Apply Now  | Knowledge Base  |  About Us | Locations |  Contact Us
  Knowledge Base

About .NET
LINQ
WPF
About SQL Server 2005
About Business Intelligence
Technical Articles
.NET Articles
SQL Server 2005 Articles
SharePoint 2007 Articles
Business Intelligence Articles
Online Resources





 Live chat by LivePerson



Take Five with SQL Server 2005

New T-SQL Capabilities in SQL Server 2005 - Part 3 of 3
Kevin S. Goff, Microsoft MVP 2007 

kick it on DotNetKicks.com 

In last month's article, I covered the new APPLY operator, Ranking functions, and the new TRY...CATCH capabilties in T-SQL 2005.  This month I'll talk about two of the largest enhancements in the SQL 2005 language - Common Table Expressions (CTEs) and Recursive Queries. 

Both of these are part of the SQL-99 standard.  CTEs allow developers to more expressively identify a temporary result set (similar to a derived table or temporary view).  Recursive Queries allow developers to more easily query hierarchies of data, by permitting developers (in a single SQL statement) to recursively query into a CTE that's also being populated).

CTEs and Recursive queries can be a little difficult to initially grasp, so I'm going to show several code examples to demonstrate their value.

1 - Common Table Expressions (first example)

Suppose we wanted to find all the orders in the Northwind Orders database, where the Freight was greater than $500, and the Freight exceeded the order amount.

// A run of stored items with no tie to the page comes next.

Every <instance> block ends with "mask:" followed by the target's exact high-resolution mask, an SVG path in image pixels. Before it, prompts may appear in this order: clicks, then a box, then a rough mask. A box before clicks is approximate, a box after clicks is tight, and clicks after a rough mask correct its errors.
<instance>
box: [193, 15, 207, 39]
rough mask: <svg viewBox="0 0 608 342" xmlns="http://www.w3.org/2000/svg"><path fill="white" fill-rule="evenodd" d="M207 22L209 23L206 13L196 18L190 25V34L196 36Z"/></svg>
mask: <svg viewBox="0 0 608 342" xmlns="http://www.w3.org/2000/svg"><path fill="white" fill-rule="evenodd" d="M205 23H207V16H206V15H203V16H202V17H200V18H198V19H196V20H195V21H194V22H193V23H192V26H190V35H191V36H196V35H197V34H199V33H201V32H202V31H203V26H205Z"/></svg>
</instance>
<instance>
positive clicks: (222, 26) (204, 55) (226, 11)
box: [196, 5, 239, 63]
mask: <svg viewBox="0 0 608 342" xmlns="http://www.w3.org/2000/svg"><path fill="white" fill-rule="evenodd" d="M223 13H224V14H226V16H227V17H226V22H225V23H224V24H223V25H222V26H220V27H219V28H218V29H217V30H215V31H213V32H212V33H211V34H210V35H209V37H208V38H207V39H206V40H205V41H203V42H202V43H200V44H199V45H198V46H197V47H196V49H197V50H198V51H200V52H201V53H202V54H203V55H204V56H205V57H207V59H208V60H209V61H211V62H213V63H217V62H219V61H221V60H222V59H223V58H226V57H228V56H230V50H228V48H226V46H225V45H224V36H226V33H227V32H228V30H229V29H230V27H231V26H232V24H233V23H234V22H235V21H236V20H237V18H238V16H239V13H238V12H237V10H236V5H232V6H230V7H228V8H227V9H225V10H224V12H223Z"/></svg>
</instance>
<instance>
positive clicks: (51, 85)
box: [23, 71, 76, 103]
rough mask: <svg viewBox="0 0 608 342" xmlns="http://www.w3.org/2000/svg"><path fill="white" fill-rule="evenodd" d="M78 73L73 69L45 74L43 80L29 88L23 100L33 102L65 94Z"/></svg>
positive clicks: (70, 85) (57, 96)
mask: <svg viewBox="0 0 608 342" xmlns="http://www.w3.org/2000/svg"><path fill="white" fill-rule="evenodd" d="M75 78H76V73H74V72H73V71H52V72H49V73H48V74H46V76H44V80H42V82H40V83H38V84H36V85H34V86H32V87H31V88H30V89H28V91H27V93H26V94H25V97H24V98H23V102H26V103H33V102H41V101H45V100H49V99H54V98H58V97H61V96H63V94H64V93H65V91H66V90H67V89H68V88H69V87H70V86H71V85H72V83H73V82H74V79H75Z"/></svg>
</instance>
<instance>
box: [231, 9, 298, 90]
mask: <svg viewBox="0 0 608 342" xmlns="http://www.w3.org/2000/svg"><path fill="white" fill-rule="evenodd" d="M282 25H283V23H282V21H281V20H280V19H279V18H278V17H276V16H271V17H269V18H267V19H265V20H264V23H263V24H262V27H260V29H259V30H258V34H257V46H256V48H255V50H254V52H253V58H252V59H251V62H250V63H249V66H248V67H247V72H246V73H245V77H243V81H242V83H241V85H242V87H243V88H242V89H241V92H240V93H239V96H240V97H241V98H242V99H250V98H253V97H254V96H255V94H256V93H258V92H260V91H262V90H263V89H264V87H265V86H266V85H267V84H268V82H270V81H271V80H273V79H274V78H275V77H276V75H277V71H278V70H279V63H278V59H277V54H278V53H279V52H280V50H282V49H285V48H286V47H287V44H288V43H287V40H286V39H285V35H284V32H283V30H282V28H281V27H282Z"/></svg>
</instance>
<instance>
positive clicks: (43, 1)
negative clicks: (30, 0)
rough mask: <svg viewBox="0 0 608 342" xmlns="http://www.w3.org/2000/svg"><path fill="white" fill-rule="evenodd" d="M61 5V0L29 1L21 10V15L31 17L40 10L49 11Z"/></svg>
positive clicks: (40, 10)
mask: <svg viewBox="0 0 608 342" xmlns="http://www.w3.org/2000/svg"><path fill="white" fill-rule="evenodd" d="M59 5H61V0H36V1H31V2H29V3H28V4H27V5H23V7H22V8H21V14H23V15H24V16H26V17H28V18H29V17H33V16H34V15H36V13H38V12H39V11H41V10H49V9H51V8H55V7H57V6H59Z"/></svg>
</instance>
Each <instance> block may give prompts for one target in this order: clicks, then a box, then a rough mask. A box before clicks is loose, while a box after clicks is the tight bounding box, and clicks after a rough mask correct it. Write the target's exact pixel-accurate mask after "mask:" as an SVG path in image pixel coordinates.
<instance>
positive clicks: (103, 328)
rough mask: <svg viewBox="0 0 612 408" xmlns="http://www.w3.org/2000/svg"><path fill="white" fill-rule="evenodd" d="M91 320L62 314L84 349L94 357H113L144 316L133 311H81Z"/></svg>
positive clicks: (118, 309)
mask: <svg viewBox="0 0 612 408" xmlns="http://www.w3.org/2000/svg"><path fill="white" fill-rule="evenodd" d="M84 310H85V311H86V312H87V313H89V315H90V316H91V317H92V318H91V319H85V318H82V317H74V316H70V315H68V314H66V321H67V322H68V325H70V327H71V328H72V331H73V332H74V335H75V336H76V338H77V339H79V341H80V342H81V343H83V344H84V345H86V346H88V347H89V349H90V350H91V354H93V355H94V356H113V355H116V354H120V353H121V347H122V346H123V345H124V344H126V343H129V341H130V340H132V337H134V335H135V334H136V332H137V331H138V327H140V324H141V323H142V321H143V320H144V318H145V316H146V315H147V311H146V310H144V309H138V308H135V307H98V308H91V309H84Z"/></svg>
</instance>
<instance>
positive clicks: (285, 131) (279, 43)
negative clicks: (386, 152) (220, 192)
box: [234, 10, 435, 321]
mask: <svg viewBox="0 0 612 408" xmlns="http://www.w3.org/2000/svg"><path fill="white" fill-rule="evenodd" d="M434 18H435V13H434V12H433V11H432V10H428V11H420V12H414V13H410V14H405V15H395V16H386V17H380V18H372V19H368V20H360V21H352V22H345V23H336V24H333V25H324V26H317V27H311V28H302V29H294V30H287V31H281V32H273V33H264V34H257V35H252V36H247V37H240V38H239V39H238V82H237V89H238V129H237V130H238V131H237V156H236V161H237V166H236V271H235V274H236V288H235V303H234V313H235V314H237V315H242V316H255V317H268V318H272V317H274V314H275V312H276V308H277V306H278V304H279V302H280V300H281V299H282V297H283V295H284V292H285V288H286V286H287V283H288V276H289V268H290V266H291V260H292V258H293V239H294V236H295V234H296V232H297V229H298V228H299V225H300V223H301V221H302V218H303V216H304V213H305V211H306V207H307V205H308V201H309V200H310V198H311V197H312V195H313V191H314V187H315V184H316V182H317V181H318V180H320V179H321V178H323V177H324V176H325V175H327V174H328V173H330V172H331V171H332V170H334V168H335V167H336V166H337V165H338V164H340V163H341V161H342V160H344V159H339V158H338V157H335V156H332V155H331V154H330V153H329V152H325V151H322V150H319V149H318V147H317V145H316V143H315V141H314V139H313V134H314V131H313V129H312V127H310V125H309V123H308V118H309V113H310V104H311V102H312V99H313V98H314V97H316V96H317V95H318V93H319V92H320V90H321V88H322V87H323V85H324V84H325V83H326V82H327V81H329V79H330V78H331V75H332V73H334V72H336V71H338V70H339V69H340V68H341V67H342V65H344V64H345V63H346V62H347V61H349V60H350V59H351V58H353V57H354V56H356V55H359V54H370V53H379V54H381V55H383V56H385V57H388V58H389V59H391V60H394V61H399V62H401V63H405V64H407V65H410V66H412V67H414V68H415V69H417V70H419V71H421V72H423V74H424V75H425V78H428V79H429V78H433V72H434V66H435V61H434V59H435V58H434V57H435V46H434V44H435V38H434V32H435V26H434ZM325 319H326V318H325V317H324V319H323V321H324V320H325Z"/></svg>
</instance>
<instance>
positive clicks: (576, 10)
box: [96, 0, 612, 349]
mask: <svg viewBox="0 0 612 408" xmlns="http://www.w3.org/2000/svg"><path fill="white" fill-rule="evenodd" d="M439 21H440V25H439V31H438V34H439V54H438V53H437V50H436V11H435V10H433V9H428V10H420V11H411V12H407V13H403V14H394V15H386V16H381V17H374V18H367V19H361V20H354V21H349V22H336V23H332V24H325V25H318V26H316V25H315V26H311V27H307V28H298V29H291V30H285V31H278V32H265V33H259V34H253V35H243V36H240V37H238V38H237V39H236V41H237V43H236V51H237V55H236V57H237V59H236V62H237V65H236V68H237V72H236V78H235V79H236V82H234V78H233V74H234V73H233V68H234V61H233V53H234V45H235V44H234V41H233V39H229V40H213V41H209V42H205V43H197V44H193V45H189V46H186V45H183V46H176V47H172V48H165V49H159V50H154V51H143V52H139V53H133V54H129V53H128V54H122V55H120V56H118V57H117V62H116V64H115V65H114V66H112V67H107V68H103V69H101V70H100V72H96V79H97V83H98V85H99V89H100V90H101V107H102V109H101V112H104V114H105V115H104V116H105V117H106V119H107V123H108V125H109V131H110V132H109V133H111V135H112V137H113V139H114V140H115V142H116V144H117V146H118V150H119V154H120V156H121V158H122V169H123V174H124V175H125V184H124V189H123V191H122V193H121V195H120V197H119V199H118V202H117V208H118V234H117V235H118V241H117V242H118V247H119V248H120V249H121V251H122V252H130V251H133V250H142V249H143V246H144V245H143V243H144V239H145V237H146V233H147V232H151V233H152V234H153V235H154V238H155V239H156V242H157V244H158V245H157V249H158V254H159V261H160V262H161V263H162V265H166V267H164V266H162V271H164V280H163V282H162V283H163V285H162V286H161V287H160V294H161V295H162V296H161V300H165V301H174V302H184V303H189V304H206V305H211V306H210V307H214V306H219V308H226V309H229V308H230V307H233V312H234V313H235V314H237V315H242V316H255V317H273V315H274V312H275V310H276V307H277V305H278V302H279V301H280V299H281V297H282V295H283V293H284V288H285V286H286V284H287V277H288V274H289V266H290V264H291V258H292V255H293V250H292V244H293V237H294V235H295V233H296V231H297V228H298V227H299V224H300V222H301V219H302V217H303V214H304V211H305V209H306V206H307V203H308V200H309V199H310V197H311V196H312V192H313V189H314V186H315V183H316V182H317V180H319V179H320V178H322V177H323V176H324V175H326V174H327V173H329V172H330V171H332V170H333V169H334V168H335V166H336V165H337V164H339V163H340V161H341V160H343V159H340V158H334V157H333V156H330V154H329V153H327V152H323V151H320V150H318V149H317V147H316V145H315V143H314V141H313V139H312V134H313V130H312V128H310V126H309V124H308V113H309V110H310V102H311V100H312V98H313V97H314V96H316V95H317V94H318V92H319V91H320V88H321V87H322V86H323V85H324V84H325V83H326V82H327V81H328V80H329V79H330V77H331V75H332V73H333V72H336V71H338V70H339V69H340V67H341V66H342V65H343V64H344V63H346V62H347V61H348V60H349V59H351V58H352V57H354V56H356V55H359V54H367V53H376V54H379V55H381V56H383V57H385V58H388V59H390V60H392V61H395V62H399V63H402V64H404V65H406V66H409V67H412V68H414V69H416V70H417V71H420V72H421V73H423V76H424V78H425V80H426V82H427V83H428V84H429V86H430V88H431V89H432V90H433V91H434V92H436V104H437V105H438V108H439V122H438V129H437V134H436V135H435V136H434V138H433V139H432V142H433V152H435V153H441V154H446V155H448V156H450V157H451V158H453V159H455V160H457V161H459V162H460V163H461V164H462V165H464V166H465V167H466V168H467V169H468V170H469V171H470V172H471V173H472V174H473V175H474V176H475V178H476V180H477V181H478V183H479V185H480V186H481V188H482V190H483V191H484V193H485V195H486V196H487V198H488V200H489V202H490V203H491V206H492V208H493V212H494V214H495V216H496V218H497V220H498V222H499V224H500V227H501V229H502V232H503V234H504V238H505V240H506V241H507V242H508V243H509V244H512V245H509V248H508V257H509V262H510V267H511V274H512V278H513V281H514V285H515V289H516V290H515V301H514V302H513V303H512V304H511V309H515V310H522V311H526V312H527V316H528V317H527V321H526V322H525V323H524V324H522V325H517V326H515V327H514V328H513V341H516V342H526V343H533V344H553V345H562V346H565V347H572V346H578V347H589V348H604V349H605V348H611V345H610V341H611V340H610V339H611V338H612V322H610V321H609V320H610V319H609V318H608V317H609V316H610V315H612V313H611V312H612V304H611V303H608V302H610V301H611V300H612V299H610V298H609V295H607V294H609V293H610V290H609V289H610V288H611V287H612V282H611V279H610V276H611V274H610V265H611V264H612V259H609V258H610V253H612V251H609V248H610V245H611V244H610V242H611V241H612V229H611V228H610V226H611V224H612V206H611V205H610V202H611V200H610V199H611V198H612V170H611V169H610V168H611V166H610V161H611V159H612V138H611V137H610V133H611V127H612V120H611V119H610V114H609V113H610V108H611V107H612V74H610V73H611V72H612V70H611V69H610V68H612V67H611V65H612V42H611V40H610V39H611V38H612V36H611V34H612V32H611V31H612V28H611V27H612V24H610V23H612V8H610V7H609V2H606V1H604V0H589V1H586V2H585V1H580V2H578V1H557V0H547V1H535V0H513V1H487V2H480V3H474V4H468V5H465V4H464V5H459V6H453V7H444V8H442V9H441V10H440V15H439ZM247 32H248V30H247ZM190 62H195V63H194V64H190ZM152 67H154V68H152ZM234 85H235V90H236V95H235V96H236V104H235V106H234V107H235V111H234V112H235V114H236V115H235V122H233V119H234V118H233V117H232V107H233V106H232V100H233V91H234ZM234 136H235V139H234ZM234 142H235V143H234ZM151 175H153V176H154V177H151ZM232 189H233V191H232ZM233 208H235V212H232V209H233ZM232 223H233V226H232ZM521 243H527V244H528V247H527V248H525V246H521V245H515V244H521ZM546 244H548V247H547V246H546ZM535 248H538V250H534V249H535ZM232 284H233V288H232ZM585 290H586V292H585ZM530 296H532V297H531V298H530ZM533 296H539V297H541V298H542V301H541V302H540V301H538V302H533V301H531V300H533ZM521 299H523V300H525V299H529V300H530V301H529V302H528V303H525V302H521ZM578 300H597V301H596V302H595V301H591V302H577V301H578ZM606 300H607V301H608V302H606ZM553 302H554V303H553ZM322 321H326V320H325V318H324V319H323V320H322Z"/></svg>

Now, this is a pretty basic example, but will show how we can use CTEs.

        WITH OrderCTE  (OrderID, CustomerID, OrderDate, Amount,Freight) AS
            (SELECT OH.OrderID, CustomerID,  OrderDate, (Unitprice * Quantity) AS Amount, Freight 
                       FROM Orders OH 
                           JOIN [dbo].[Order Details] OD  ON OH.OrderID = OD.OrderID 
                                 WHERE Freight > 500)

        SELECT * FROM OrderCTE WHERE Freight > Amount ORDER BY Freight DESC

In the query above, we declared a CTE called OrderCTE  (which, again, you can think of as a temporary result set) with the following line:

        WITH OrderCTE  (OrderID, CustomerID, OrderDate, Amount,Freight) AS

The remaining part query inside the CTE will populate the CTE with orders greater than $500. The subsequent statement queries the CTE for orders where the freight exceeds the amount.

        SELECT * FROM OrderCTE WHERE Freight > Amount ORDER BY Freight DESC

We certainly could have done this all with one query.  But some would argue that the CTE approach is a little more readable.  This becomes especially true with more complicated derived table queries.

One thing to note: the CTE has a very short shelf-life.  How short?...only for the statement following the creation of the CTE.  But if you want to break up complicated derived table statements for readability, CTEs are very helpful.

2 - Common Table Expressions (second example)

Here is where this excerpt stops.